One of my most powerful and influential muses both in my writing and photography is incongruity. I believe this is the case for two reasons.  First, growing up gay in mid 20th Century America means you daily face living in a state of perpetual incongruousness. Almost every thought you have is incongruous with your surroundings and the apparent thoughts of most everyone around you. Your self-confidence, self-respect and development as a human being depends on embracing and owning your state of incongruity.  As a child and especially as a closeted teenager and college student I was often called a non-conformist and an iconoclast.  That was unfair to true non-conformists and iconoclasts because I did  not choose to be so whereas they do.  What appeared to be non-conformity and iconoclasm was merely the manifestations of my incongruous condition.

The second reason for my creative relationship with incongruity is Manhattan,  my life-long environment. Environmentally, my home town provided a visual and cultural stew that celebrated and exploded with incongruity. As a child and closeted young man, I could swim in the waters of Manhattan with complete confidence and comfort. Who would notice my quirky little self in this ocean of intensely complex cultural, economic, political, racial and ethnic diversity and this visual cacophony and feast of discordant shapes, colors and textures?

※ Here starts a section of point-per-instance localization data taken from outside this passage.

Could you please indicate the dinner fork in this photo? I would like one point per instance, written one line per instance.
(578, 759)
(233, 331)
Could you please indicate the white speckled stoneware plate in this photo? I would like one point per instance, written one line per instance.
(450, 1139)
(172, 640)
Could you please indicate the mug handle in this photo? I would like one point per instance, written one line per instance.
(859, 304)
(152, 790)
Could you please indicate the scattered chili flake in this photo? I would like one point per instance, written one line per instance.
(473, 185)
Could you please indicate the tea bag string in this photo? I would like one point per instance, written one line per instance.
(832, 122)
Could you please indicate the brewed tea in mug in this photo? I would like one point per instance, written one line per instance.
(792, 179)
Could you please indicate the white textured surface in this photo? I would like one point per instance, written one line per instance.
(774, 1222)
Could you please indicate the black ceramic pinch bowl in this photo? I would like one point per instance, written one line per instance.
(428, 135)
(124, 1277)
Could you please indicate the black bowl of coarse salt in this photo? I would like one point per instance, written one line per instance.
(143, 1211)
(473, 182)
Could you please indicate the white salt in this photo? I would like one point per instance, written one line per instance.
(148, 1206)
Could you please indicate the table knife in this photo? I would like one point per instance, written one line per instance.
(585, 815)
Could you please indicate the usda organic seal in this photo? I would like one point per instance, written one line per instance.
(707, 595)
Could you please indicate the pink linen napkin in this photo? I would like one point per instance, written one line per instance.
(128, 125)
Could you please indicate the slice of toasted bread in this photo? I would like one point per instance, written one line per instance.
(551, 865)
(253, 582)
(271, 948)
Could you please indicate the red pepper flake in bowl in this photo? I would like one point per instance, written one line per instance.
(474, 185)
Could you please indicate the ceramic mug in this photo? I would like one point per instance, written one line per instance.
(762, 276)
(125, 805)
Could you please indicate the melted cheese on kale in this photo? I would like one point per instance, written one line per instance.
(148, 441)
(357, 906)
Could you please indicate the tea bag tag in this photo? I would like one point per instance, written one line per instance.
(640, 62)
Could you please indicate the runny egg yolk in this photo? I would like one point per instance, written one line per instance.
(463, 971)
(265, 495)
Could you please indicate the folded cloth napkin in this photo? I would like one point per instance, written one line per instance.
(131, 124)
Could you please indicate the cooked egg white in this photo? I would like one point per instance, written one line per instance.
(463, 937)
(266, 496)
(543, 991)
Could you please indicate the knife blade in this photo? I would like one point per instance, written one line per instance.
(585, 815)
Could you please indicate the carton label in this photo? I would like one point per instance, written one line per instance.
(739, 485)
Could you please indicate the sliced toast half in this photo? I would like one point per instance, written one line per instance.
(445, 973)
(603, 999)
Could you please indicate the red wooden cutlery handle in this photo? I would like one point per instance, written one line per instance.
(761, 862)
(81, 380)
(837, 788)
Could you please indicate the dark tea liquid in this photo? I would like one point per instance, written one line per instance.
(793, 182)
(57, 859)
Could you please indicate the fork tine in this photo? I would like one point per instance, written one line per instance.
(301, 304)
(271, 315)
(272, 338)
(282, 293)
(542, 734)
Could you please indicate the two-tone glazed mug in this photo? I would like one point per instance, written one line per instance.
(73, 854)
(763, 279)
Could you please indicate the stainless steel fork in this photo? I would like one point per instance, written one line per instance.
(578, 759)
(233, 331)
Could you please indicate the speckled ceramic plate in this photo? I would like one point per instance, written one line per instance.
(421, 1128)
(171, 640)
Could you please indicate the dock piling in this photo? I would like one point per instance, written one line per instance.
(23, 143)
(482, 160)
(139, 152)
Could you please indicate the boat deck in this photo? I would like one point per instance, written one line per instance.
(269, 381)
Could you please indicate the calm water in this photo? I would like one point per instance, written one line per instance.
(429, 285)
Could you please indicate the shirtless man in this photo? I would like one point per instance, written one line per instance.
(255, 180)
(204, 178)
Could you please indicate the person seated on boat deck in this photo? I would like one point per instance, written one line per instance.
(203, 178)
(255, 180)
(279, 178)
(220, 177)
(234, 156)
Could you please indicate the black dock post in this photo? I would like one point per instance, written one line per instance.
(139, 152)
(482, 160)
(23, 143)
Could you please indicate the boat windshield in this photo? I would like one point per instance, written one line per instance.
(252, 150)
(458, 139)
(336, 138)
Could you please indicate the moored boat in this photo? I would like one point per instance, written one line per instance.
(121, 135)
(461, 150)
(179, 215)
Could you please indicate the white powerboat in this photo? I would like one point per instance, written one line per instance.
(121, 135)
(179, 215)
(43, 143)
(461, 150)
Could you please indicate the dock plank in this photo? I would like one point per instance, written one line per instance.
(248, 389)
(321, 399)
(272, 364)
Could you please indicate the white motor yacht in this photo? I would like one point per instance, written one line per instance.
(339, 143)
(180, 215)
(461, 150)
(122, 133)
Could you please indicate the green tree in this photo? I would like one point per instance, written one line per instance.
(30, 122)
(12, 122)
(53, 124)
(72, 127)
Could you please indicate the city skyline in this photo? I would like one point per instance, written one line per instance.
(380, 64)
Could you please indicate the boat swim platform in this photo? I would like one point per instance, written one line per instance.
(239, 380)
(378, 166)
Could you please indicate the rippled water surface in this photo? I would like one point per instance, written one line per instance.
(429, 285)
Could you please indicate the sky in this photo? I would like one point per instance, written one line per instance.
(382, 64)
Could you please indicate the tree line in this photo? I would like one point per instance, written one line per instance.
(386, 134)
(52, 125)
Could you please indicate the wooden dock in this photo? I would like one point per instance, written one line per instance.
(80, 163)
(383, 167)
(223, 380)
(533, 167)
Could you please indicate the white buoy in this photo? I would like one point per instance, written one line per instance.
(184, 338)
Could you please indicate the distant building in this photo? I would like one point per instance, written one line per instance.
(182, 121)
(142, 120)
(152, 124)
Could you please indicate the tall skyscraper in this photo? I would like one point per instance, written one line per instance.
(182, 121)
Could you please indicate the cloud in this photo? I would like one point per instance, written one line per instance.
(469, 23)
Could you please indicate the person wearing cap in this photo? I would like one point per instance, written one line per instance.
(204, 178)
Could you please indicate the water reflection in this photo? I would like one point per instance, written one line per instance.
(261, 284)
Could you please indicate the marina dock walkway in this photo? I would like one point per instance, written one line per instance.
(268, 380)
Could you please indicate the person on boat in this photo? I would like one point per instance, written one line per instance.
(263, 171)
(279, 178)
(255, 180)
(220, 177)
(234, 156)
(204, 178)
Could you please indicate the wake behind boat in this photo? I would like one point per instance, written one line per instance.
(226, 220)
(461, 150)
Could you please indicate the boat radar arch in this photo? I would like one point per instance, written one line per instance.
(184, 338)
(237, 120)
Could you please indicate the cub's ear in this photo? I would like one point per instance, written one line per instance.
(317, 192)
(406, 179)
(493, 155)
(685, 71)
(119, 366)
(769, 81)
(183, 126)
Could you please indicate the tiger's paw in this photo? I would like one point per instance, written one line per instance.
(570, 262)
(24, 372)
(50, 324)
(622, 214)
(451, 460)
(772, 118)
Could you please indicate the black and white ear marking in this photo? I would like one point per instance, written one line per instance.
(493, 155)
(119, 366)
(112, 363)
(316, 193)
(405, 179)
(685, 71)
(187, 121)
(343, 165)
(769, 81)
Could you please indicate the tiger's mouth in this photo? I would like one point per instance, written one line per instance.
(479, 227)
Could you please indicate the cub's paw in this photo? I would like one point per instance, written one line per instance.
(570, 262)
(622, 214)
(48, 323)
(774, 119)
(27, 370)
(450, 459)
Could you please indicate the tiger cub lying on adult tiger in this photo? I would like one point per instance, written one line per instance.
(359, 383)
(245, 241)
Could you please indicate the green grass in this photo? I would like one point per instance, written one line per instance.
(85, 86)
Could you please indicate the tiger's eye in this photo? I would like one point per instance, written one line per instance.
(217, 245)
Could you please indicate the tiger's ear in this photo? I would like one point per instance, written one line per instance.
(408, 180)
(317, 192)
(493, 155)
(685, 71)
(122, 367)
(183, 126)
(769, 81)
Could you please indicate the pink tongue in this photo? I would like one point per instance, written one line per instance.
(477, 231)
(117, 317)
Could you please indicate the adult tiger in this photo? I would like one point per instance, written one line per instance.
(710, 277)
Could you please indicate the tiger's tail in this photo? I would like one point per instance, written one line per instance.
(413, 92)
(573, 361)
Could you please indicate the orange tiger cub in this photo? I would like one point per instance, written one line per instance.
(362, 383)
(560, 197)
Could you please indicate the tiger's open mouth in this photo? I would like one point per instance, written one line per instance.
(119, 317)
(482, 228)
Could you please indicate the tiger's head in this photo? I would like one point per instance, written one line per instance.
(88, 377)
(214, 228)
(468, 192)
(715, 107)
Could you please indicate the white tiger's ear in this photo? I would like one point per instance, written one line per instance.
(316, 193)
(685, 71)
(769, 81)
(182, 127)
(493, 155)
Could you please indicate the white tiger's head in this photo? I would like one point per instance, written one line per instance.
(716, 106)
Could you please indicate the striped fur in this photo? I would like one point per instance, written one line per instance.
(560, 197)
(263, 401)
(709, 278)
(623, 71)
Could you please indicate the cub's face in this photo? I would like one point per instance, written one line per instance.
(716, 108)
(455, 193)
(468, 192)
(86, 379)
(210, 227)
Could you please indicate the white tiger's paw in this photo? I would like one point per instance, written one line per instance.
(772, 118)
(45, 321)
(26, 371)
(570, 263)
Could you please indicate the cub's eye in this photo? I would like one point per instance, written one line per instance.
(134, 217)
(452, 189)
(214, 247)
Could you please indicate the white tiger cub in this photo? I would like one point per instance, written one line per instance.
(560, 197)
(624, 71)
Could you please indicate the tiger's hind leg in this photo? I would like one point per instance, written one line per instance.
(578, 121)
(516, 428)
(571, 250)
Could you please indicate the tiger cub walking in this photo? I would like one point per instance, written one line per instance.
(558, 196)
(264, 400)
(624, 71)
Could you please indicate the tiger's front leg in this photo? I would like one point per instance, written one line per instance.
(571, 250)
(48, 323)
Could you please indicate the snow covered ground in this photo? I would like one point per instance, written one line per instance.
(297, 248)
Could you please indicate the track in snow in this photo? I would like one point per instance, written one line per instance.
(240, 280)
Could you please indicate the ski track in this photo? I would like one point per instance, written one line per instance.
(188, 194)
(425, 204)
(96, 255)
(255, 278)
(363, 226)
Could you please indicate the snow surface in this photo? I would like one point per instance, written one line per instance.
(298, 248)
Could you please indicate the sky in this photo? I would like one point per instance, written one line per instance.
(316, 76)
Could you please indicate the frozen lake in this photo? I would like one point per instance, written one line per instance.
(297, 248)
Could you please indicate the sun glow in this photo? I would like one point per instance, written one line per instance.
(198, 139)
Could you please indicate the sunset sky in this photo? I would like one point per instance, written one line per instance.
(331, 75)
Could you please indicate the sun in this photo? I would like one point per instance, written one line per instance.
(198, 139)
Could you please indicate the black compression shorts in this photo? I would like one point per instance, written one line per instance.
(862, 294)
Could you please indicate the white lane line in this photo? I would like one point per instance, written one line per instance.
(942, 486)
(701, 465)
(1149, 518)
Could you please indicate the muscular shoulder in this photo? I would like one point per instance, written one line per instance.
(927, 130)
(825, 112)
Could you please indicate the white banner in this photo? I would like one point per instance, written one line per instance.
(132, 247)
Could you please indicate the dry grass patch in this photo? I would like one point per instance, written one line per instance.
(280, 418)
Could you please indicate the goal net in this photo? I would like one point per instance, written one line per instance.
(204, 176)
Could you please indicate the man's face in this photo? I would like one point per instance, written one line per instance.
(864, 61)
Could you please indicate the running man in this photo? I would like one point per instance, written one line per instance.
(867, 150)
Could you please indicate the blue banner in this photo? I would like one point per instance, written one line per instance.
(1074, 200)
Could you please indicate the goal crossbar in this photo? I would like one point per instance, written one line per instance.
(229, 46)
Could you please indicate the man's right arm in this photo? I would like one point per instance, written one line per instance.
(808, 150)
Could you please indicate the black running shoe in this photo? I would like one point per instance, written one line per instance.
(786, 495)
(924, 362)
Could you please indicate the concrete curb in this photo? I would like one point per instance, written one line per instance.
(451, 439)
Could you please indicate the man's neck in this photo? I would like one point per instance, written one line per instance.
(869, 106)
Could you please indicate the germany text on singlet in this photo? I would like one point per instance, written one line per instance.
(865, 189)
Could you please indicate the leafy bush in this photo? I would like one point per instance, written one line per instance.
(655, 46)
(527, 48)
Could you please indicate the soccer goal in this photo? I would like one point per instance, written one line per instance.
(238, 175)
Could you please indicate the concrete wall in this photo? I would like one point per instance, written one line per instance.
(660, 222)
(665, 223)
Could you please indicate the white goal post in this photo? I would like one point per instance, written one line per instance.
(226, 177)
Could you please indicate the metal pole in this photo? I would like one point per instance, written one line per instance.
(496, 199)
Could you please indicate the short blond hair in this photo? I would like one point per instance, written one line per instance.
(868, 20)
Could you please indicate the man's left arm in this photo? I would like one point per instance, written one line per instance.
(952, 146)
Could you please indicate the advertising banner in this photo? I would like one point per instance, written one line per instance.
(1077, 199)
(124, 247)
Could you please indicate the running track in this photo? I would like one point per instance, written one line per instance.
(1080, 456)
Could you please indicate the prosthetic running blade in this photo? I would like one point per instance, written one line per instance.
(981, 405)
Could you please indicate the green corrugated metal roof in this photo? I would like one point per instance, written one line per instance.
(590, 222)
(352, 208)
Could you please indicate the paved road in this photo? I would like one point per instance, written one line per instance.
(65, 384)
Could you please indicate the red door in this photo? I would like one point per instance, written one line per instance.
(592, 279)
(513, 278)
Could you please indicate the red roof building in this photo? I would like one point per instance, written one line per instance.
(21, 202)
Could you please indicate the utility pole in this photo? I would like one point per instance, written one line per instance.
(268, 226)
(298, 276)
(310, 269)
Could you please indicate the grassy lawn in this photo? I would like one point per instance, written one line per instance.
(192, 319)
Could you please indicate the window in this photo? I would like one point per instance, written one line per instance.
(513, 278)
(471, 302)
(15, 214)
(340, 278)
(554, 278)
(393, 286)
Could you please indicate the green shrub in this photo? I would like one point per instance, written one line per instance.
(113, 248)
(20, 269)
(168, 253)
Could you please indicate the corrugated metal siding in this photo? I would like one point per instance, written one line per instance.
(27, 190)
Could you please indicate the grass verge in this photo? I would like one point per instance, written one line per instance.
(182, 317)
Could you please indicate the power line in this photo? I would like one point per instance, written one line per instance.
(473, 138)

So incongruity became my home and my muse.

I believe that New York is as important to the art world as it is because this city”s uniquely incongruous nature drives an unequaled atmosphere of creative energy and frenetic industry. I was recently asked why I “limit” my camera to New York. In fact, I almost never travel with my camera.  My inventory of Manhattan photography is vast.  And having traveled extensively throughout more than two dozen countries and countless cities and towns, I have but a few hundred old transparencies buried in a drawer somewhere.

The reason is that my muse is a very demanding mistress. Paris is a city of harmony and balance.  London delivers an abundance of quaint, stately and a touch of the eccentric.  Tokyo is an avalanche of uniformity and elegance. Bangkok is an ocean of golden spires. Amsterdam’s incongruity lies in the sexual antics hidden behind sparkling clean windows and compulsively neat little houses. But if I photographed these places I would feel like an adulterer.

For many reasons: Chance, the forces of chaos, competing cultural perspectives, subconscious manifestations of the city’s demographics–Manhattan’s is the queen of incongruity. My camera’s appetite for it seems never to be satisfied by the cornucopia of inharmonious diversity of architecture, styles and design.  New York never disappoints in that regard.  In most any direction you look in most parts of town, you will find bizarre, often inappropriate and jarring juxtapositions of lifestyles and perspectives that should make for one big jumble of chaos but instead it is in that brazen incongruity that the city finds an amazing visual harmony.

Tourists are often jarred by this as they discover that a wrong turn on a city block can transport you into an entirely different world after merely walking a few feet. Other than the city’s famous grid pattern, little else has been done in concert thanks to the egos and individuality of very wealthy men and the American habit of borrowing architectural styles and ornamental designs and decorative effects from several thousand years of human history which is no where more apparent than in this city.

On one city block you may catch glimpses of ancient Babylonia, Classical Greece, Medieval Europe, Art Nouveau Vienna, and Renaissance France.  Some of these will be bizarrely newish, some aged through recent neglect and other parts deliberately made to look weathered over hundreds or even thousands of years.  In fact, one of the most charming characteristics of this great lady with a passion for phallic symbols is that it is often impossible to differentiate between neglect and artful and deliberate antiquing.

I will be quite content to spend the rest of my life exploring this town’s details. I consider myself to be extremely lucky to have found a model who remains timeless, always changing and forever surprising.  My work is completely a product of my environment. Incongruity.  Except Manhattan is also the glue that holds it together, and I mean “it” in every sense of the word.